Lo que ha pasado y está pasando en Valencia es para que se nos "combe la peluca", como decía aquella. Pero ni por esas. Creo que Camps, con su estilo chulo y prepotente y ese lema de "yo no he sido" que parece de chiste (ése en el que la mujer pilla al marido en la cama con otra y al figura no se le ocurre otra cosa que decir "cariño, esto no es lo que parece") ha dado pie a mucha literatura sobre sus desmanes pero muy poca acción. Sus historias de trajes y corruptelas han alumbrado largas conversaciones que, generalmente, acababan con una sonrisa de complacencia en plan qué le vamos a hacer, estos gamberretes del PP son así. Les hemos tratado como a hijos rebeldes sin darnos por enterados de que aquí la prole putativa ya está de vuelta cuando nosotros apenas hemos sacado el ticket de ida.

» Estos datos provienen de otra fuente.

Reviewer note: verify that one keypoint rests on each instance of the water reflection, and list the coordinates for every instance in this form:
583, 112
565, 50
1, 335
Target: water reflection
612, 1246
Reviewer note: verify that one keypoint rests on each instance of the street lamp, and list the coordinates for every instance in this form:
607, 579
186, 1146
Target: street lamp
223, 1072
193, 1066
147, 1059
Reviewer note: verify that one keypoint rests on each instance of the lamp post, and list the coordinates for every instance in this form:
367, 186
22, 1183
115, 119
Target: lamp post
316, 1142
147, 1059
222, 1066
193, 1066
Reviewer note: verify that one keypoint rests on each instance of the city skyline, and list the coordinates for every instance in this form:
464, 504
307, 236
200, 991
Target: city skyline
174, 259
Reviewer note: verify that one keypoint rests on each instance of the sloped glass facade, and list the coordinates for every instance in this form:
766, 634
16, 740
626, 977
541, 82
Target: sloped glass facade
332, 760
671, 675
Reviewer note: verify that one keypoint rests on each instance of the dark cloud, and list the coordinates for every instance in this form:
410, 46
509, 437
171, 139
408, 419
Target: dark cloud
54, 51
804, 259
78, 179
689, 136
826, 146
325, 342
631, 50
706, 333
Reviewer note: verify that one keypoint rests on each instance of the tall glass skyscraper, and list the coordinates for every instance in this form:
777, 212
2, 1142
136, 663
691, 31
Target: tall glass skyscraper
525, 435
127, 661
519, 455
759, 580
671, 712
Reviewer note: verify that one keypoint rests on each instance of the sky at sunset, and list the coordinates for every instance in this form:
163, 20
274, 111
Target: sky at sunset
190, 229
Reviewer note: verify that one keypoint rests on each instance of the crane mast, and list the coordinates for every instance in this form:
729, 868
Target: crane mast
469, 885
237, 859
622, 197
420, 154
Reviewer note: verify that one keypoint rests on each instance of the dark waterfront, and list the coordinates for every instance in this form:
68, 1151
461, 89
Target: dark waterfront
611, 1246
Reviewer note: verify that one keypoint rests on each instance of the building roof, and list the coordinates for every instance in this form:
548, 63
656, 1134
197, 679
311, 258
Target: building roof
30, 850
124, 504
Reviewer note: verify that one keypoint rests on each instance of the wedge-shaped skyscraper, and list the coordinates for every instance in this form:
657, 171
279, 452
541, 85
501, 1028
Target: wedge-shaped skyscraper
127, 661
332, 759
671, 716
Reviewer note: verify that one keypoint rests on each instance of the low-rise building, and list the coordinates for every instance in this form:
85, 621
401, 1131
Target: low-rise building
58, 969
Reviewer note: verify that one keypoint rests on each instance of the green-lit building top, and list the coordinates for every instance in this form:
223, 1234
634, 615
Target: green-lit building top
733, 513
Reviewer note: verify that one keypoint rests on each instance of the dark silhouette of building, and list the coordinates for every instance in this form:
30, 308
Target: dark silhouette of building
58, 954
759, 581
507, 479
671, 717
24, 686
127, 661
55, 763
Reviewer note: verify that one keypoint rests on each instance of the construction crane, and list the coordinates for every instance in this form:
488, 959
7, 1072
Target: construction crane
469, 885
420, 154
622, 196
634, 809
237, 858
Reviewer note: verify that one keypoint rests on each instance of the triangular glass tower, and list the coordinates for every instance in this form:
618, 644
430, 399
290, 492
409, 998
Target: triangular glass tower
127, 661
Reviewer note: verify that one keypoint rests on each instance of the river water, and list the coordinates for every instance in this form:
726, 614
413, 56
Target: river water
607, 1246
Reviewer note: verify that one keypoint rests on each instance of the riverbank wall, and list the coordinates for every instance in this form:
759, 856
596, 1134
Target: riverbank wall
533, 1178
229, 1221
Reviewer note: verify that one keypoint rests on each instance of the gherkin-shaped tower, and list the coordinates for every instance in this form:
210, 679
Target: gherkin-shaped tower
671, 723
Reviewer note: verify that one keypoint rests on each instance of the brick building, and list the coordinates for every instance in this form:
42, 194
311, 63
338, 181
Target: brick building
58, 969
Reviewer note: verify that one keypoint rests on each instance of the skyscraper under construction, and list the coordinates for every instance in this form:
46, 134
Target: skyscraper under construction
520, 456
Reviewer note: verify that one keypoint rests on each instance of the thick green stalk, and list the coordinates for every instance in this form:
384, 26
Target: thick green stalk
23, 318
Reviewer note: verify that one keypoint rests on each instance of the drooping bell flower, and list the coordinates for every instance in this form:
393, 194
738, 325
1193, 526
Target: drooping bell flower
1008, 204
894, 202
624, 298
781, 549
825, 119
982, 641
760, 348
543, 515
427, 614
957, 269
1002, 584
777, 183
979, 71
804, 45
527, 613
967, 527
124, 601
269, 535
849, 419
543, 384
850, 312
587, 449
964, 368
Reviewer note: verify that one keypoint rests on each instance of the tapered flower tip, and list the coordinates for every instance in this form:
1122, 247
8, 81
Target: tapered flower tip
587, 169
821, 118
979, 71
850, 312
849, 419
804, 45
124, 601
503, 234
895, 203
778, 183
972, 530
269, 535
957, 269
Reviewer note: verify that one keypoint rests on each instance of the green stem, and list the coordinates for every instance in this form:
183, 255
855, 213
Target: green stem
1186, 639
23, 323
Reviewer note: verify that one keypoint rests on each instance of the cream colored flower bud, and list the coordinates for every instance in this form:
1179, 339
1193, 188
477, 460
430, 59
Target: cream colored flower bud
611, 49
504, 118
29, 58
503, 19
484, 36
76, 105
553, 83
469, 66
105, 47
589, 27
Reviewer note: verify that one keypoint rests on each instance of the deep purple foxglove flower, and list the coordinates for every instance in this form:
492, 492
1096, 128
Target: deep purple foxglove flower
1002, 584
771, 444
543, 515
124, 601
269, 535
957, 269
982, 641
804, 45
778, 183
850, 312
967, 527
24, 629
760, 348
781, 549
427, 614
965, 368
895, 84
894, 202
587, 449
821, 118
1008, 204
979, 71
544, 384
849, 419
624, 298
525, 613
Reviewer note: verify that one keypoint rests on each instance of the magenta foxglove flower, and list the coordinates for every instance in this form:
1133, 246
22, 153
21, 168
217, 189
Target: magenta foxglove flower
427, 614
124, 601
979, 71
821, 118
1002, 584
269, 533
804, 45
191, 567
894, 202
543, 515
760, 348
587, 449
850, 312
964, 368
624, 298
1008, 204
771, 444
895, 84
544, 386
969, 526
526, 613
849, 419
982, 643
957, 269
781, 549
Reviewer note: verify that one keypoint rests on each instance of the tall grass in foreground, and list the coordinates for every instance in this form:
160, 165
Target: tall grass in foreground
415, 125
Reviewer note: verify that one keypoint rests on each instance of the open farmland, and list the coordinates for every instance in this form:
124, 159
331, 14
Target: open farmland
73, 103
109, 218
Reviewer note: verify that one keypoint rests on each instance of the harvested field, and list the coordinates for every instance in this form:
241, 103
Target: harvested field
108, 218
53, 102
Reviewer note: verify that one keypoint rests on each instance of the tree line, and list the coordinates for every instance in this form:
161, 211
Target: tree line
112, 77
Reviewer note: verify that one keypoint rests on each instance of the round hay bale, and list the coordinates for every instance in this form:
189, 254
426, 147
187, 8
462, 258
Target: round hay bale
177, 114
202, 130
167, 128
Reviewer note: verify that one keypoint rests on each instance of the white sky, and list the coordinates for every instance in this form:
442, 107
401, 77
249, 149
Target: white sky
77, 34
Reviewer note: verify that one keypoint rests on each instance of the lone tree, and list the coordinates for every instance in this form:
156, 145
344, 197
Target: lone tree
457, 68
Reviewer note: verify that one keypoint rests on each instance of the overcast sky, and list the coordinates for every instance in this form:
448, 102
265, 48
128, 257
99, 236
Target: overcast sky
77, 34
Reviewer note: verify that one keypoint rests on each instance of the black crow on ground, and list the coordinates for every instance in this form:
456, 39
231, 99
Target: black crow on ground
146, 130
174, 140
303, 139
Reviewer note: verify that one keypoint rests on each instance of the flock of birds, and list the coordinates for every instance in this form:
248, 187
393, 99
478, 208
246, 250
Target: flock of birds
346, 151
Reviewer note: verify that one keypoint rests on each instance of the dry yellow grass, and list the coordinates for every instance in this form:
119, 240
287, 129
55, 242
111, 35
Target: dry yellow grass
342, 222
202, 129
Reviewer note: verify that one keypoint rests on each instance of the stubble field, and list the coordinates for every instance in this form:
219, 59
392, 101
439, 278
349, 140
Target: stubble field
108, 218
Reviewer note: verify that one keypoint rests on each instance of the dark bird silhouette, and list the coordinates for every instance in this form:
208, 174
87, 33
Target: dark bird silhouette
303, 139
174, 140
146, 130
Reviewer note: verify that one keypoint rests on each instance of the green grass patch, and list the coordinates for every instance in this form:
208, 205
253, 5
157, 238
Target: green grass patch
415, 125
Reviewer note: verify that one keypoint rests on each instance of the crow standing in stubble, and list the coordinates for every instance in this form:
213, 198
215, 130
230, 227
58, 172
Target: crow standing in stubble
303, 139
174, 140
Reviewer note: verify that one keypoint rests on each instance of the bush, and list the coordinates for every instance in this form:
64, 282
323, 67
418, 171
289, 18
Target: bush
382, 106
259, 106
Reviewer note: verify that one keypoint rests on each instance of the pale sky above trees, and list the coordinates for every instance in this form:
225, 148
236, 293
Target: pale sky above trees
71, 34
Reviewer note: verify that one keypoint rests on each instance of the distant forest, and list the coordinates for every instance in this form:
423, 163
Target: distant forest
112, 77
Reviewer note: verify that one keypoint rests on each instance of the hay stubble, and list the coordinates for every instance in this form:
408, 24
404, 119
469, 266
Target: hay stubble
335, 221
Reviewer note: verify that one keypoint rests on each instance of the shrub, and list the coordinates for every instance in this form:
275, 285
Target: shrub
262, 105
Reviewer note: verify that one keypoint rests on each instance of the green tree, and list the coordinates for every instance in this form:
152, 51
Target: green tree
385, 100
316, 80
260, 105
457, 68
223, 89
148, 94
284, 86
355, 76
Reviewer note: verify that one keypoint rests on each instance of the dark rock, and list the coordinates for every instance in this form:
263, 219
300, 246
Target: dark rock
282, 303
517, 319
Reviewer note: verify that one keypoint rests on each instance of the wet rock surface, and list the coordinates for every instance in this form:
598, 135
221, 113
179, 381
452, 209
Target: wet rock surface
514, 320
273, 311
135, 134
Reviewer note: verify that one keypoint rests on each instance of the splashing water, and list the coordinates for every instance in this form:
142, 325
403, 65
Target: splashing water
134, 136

Ellos pueden ser así, pero nosotros también tenemos derecho a ser asá. El principio de la navaja de Ockham, aquel que dice que la teoría más simple suele ser la correcta, debería alumbrar un poco nuestros pensamientos. Si alguien actúa como un corrupto y parece un corrupto, a lo mejor es que es un corrupto y debería ser juzgado como tal por la legislación vigente. Pongámonos en otro caso extremo pero bastante clarificador: imaginémonos que tenemos un vecino sospechoso de ser un asesino en serie. Hay pruebas y testigos que han visto entrar en su domicilio a varias de las víctimas y cada vez se encuentran más pistas apuntando en la peor de las direcciones. A muchos de nosotros, como mínimo, nos entrarían unas ganas enormes de mudarnos de barrio. Jamás sacaríamos el tema en plan regodeo de sobremesa sino que lo comentaríamos con miedo y pavor de tener un delincuente tan cerca. Prácticamente lo mismo ocurriría si tenemos un ladrón durmiendo pared con pared. Paradójicamente, cuando es un político el que comete desaguisados, no nos produce indéntica desazón, a lo mejor porque en nuestro fuero interno asumimos que el que está en política es para trincar. Y no, señores, es para hacer el bien común y representar nuestros intereses. Le pagamos nosotros y si roba nos está robando a todos.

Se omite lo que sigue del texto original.